We see that serial number represents the hard disk and they are related to a model i.e multiple serial numbers belongs to one type of model
In [ ]:
df_model_serial = pd.DataFrame(df.groupby(['model']).serial.nunique())
In [ ]:
df_model_serial.head()
In [ ]:
df_model_serial = df_model_serial.reset_index()
In [ ]:
df_model_serial.head()
In [ ]:
df_model_serial.columns = ['model','total_HD']
In [ ]:
df_model_serial.head(39)
In [ ]:
df_model_serial.plot(kind="barh",x="model",y="total_HD")
Sort and plot
In [ ]:
df_model_serial.sort_values(by='total_HD',inplace=True)
In [ ]:
df_model_serial.plot(kind="barh",x="model",y="total_HD")
In [ ]:
#Exercise 3: Find the count of different capacity bytes for a model and plot with and without sorting
In [ ]:
In [ ]:
In [ ]:
In [ ]:
In [ ]:
In [ ]:
In [ ]:
In [ ]:
In [ ]:
df_fail = pd.DataFrame(df.groupby('model').failure.sum())
In [ ]:
df_fail.head()
In [ ]:
df_fail = df_fail.reset_index()
In [ ]:
df_fail.head()
In [ ]:
df_fail.plot(kind="barh",x="model",y="failure",figsize=(18,10))
In [ ]:
# Exercise 4 : sort the above data frame and plot it
In [ ]:
In [ ]:
In [ ]:
Now let us express the failure / total number of hard disks as ratio. This will give us an understanding of models and their failure behavior
To get that data, instead of computing again, we can join the 2 data frames that were previously computed and compute the ratio
In [ ]:
merged_df = df_model_serial.merge(df_fail,how='inner',on='model')
In [ ]:
merged_df.head()
let us see in total hard disks for a model, how many failed and how many did not
In [ ]:
merged_df['success'] = merged_df.total_HD - merged_df.failure
In [ ]:
merged_df.head()
In [ ]:
merged_df.plot(kind="bar",x="model",y=["failure","success"],subplots=True)
now let us compute the ratio of failure number/total_hard_disk of hard disk
In [ ]:
merged_df['ratio_failure'] = merged_df.failure / merged_df.total_HD
In [ ]:
merged_df.head(25)
In [ ]:
merged_df.sort_values(by="ratio_failure",ascending=False,inplace=True)
In [ ]:
merged_df.head()
In [ ]:
merged_df.plot(kind="bar",x="model",y="ratio_failure")

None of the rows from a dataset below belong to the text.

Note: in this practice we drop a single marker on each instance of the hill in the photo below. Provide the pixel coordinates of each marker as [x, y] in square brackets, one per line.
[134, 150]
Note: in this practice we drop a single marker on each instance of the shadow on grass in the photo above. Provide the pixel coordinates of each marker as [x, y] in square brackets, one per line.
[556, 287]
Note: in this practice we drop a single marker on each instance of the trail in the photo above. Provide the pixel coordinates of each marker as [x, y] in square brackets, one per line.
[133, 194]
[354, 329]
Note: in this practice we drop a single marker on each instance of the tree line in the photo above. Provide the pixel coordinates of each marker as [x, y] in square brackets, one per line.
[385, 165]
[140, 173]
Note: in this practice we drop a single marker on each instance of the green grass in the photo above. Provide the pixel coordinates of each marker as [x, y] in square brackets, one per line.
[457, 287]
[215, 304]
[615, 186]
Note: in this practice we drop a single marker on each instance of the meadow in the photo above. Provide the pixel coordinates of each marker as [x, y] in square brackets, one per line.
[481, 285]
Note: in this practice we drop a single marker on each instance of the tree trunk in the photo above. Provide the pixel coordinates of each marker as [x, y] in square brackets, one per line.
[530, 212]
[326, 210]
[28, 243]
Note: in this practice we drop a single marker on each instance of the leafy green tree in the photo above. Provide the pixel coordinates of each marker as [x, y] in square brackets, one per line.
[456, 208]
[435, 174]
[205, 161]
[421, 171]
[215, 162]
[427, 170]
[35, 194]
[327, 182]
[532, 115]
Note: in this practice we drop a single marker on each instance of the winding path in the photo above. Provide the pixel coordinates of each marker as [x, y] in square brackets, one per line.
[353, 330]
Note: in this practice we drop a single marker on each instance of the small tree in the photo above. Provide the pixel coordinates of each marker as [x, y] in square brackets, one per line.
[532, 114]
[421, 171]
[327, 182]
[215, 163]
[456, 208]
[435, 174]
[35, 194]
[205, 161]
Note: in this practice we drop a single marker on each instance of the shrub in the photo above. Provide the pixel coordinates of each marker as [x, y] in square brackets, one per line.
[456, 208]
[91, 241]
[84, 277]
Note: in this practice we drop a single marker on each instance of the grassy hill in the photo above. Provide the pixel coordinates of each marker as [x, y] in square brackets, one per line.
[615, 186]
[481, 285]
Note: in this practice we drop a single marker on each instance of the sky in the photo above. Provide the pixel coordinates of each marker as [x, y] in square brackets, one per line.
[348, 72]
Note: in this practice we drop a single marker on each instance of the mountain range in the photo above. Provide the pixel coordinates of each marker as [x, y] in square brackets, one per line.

The higher the ratio value is , the model is prone to failure
In [ ]:
#Exercise: Find ratio of success and plot it
In [ ]:
In [ ]:
In [ ]:
In [ ]:
In [ ]:
#Exercise : Plot multiple bar charts comparing ratio of success and failure
In [ ]:
In [ ]:
In [ ]:
In [ ]:
In [ ]:
Now we know which models fail the most, let us introduce a new feature in our analysis, capacity.
We are going feature by feature the reason being, the more features we add that add value to the outcome, we see how our understanding of the data starts to change.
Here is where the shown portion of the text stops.